剥がれ落ちた聖像の台座に、若い男が一人、黒いローブを羽織って膝をついていた。
アルス・レイヴァン――かつて王都の学術院で英知を学び、民を導くはずだった男だ。
「……これで、本当に……?」
小さく震える声は、誰にも届かない。
床に刻まれた巨大な魔法陣が、どくどくと脈打つように赤黒く輝き始める。
供物として捧げられたのは、彼自身の血と、亡き家族の形見だった。
「母上……父上……こんな形で、許してくれるはずもないな……」
王国貴族の陰謀で、一夜にして家は焼かれ、家族は処刑された。
何も守れなかった無力さに、何度も自ら命を絶とうとした。
だが、死ぬことすら赦されないなら――せめて自ら怪物となり、人間という人間を滅ぼし尽くしてやる。
「契約は完了した」
低く、不気味な声が、教会の奥から響く。
赤黒い光が床を這い、アルスの全身を呑み込んだ。
視界が暗転する。
目を開けたとき、そこは無限の石造りの回廊だった。
黒曜石の壁面には何かの生き物のように脈打つ紋様が浮かび、湿った空気が肺に絡みつく。

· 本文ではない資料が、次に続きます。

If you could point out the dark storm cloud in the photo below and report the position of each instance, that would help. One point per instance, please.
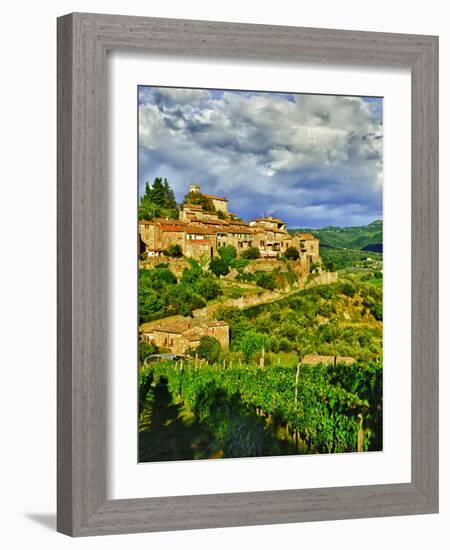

遠くからは滴る水音と、何かが蠢くような低いうなり声が聞こえた。
《ようこそ、マスター》
脳内に直接響いてくる声。
振り向くと、宙に浮かぶ漆黒の宝珠――これがダンジョンの心臓、『ダンジョンコア』だ。
《ここは貴方のダンジョン。
魔物を生み出し、侵入者を喰らい、糧とする場所。
この世界の理から外れた、真なる混沌の核です》
「……これが……俺の……」
アルスは冷たい石床に手をつき、闇の奥を見つめた。
遠い昔、学術院で読んだ古文書の言葉が脳裏をよぎる――
『すべてのダンジョンは世界を侵食する穴である。人の欲がその核を育て、魔の巣へと変わる』
《マスターの望みは何ですか?》
問いかけに、彼は迷わず応えた。
「奪われたすべてを――この世界から奪い返す。
王国も、貴族も、民も、すべて俺の糧にする。
俺の怒りと憎悪で、この地上を喰らい尽くす……!」
コアの宝珠が怪しく光り、その輝きに呼応するようにダンジョンの壁が蠢いた。
粘液に覆われた繭がひとつ、闇の奥で膨らみ、やがて裂ける。
現れたのは鋭い牙を持つ獣人――黒毛の体躯に黄金の瞳を宿した魔物だ。
「我が主……」
声を持つ魔物が、ガシャリと鎖の音を立てながら跪く。
獣人の背には無数の棘のような骨が生えており、獰猛な肉食獣のごとく鋭い爪が光っていた。
「お前が……最初の配下か」
アルスは震える指で、その額に触れた。
体温はある。だが、これ以上なく冷たい目。
人間としての理性は感じない。
《マスターの意思が、魔物に力を与えます。
欲するままに、殺し、喰らわせなさい》
獣人の牙が月光のように光った。
アルスの黒い外套がゆっくりと翻る。
「行こう。まずは隣村を潰す。奴らが俺の家を売り渡した“あの村”からだ――」
最初の侵略者は、月の見えない地下回廊を静かに歩き出した。
新たなる主と獣たちの饗宴が、いま始まる――。